The Yosemite Museum Gallery displays exhibits of Yosemite art during spring and summer.

The Ansel Adams Gallery offers work of Ansel Adams, contemporary photographers, and other fine artists. In addition, a wide selection of handcrafts, books, gifts, and photography supplies is available.

The Yosemite Association's Field Seminar program offers multiple-day art seminars through the park (spring through fall).


Botanizing in Yosemite

Bring along or buy a plant key or book about trees or wildflowers. Then wander the meadows and forests trying to identify the various plants and trees. It can be a rewarding, educational, and fun experience!

Wildflowers typically begin appearing in spring at the lower elevations (around El Portal, just outside the park along Highway 140). Flowers become showy above Yosemite Valley sometime in June (Pacific dogwoods start blooming in May), and at Tuolumne Meadows in July.

Note: It is illegal to pick plants.


Biking

Over 12 miles of paved bike paths are available in Yosemite Valley. In addition, bicyclists can ride on regular roads (if they obey traffic laws). Helmets are required by law for children under 18 years of age.

Off-trail riding and mountain biking are not permitted in Yosemite National Park.

Bicycles are available for rent in Yosemite Valley.


Birdwatching

Yosemite is home to variety of birds. The most commonly seen birds include the Stellar's jay, American robin, Brewer's blackbird, acorn woodpecker, raven, and black-headed grosbeak. In spring, listen for the splendid glissade of the red-wing blackbrid (most often seen in meadows) or watch the American dipper dart in and out of creek and river rapids.

Some of the more sought-after birds to see in Yosemite include the great gray owl, Peregrine falcon, pileated woodpecker, and northern goshawk.

In general quiet forests away from developed areas and meadows (particularly in the mornings) are the best places to see some of the less common birds.


Rafting

Rafting along the Merced River is popular during summer. You can rent a raft (typically in June and July, but it varies from year to year, depending on water level)) or bring your own. (Other nonmotorized vessels, such as kayaks, are also permitted.)

Rafting is permitted on the Merced River between Stoneman Bridge (near Curry Village) and Sentinel Beach Picnic Area between the hours of 10:00 a.m. and 6:00 p.m.. Rafting is not permitted whenever the river stage (depth) reads 6.5 feet or higher and the sum of air temperature and water temperature is less than 100F. You must have a personal flotation device immediately available for each occupant of the raft.

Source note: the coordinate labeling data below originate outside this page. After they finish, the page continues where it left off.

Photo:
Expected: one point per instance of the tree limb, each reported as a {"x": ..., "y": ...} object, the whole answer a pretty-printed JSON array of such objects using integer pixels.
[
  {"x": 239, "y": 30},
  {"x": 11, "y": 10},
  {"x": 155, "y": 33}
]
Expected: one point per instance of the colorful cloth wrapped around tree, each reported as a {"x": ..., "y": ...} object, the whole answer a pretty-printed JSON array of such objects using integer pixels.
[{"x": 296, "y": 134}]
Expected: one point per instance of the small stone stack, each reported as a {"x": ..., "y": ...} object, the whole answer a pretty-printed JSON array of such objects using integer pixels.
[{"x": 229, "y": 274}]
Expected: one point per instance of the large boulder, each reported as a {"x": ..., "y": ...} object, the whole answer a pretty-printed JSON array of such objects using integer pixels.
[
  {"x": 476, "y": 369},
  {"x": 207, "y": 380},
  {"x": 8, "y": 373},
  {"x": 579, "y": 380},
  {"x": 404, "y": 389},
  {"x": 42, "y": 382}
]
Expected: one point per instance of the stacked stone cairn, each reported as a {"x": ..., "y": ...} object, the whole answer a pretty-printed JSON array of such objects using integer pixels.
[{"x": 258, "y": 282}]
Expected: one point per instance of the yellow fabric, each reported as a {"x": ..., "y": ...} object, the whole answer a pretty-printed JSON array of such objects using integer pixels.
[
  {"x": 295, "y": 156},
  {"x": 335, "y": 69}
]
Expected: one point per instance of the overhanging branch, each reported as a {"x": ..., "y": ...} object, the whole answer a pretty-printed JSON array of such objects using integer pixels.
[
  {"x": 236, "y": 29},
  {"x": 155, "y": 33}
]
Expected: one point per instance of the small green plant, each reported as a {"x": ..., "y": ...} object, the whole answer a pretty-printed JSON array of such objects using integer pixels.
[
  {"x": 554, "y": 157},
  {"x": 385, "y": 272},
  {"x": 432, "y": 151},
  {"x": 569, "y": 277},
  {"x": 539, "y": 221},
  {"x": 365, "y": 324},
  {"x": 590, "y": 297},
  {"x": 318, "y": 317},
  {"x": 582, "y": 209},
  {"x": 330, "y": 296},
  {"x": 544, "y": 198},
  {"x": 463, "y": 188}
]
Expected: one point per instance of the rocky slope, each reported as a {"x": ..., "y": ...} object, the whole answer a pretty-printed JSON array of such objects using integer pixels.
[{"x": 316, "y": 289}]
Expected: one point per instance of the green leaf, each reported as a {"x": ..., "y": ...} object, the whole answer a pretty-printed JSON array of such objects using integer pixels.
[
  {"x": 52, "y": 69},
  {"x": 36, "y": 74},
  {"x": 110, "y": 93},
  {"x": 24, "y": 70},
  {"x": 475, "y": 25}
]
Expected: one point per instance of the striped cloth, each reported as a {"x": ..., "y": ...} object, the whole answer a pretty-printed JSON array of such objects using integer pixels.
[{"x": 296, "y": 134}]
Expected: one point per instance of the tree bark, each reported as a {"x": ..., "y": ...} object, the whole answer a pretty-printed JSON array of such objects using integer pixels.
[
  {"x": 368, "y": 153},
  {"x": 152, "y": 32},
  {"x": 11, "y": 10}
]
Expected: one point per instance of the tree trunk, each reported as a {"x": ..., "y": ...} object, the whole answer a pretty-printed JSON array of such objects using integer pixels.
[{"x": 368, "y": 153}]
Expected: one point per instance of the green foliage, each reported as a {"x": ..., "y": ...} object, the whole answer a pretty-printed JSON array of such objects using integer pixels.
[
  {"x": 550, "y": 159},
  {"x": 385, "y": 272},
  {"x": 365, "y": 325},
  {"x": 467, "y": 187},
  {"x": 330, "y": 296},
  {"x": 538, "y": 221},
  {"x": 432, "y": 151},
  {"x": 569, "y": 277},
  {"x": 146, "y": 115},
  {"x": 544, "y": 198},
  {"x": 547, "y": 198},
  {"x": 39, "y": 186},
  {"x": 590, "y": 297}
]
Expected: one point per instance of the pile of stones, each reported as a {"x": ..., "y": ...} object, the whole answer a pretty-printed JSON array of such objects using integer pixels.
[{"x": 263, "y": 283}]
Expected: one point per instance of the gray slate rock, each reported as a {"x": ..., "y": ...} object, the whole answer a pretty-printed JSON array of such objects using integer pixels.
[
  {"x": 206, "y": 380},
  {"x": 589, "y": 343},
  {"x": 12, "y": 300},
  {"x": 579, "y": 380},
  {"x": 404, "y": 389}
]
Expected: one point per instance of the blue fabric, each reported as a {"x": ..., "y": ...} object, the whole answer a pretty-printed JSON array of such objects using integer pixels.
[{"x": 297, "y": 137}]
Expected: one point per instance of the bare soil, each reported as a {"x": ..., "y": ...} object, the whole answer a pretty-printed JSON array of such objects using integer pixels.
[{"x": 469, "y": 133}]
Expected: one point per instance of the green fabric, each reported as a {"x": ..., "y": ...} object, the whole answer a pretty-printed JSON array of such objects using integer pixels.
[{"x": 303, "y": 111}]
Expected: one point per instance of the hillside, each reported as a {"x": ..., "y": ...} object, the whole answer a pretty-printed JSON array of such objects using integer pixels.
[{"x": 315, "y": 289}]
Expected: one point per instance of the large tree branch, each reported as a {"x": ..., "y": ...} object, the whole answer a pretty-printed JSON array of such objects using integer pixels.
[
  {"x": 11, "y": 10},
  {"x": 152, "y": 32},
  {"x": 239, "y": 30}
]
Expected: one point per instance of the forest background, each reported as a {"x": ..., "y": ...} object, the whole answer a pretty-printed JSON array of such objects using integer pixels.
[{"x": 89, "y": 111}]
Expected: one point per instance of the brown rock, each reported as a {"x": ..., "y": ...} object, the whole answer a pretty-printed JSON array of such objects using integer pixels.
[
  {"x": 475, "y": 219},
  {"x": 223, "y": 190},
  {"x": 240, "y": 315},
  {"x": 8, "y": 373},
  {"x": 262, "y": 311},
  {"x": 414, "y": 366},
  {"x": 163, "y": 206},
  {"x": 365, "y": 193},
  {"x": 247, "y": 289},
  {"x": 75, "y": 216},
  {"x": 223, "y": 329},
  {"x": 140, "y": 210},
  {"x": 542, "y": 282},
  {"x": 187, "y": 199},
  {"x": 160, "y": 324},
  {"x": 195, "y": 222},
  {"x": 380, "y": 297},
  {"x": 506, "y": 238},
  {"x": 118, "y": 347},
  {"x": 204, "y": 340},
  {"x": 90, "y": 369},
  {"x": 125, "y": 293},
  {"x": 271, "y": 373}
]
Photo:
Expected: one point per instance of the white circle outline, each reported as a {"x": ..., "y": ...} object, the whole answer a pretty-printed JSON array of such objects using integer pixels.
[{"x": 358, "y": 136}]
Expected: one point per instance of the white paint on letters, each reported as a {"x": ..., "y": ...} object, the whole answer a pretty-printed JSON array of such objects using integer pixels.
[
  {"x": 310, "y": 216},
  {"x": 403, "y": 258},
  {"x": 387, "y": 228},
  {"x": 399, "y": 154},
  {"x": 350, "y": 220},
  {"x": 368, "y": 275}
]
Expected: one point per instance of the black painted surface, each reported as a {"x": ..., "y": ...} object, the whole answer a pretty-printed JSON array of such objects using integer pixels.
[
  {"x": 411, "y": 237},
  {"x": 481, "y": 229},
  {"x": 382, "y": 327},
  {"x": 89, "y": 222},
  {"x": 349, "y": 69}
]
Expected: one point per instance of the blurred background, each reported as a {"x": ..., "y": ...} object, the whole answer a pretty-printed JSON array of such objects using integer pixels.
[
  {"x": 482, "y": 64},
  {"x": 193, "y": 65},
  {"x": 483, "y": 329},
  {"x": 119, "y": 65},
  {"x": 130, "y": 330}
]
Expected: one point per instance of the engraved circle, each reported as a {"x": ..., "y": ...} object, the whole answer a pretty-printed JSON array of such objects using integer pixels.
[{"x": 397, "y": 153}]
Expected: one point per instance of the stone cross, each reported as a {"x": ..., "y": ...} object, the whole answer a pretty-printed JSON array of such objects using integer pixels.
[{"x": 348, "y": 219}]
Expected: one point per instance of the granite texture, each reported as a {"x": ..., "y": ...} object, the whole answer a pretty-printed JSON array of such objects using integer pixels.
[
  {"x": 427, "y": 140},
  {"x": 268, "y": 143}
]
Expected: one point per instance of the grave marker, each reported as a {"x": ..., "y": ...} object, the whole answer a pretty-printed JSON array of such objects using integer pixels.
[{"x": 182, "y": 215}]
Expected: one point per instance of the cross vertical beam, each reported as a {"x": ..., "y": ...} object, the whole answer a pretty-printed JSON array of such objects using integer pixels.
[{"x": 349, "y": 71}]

Rafting is also permitted on the South Fork of the Merced River in the Wawona area.

Some visitors enjoy kayaking the calm waters of Tenaya Lake


Fishing

Fishing regulations

Fishing regulations for Yosemite National Park follow those set by the State of California, including the requirement that people 16 or older have a valid California fishing license.

The season for stream and river fishing begins on the last Saturday in April and continues through November 15. The only exception is Frog Creek near Lake Eleanor, where fishing season does not open until June 15 to protect spawning rainbow trout. All lakes and reservoirs are open to fishing year-round.

There are some special regulations that apply within the park: No live or dead minnows or other bait fish, amphibians, non-preserved fish eggs, or roe may be used or possessed. Fishing from bridges and docks is prohibited. In Yosemite Valley and El Portal (Happy Isles to Foresta Bridge): Rainbow trout are catch-and-release only. Brown trout limit is five per day or ten in possession. Only artificial lures or flies with barbless hooks may be used; bait fishing is prohibited.

Fishing supplies

Fishing supplies, including fishing licenses, are available at the Yosemite Village Sport Shop, Curry Village Mountain Shop, and at the general stores in Wawona, Crane Flat, and Tuolumne Meadows.

The California Department of Fish and Game web site lists current sport fishing license fees.


Horseback Riding

Guided mule rides are available through DNC Parks Resorts at Yosemite from spring through fall.


Snowshoeing

Badger Pass ski area is home to the oldest downhill skiing area in California, and serves as a hub for Yosemite winter activities. DNC Parks amp; Resorts at Yosemite rents snowshoes.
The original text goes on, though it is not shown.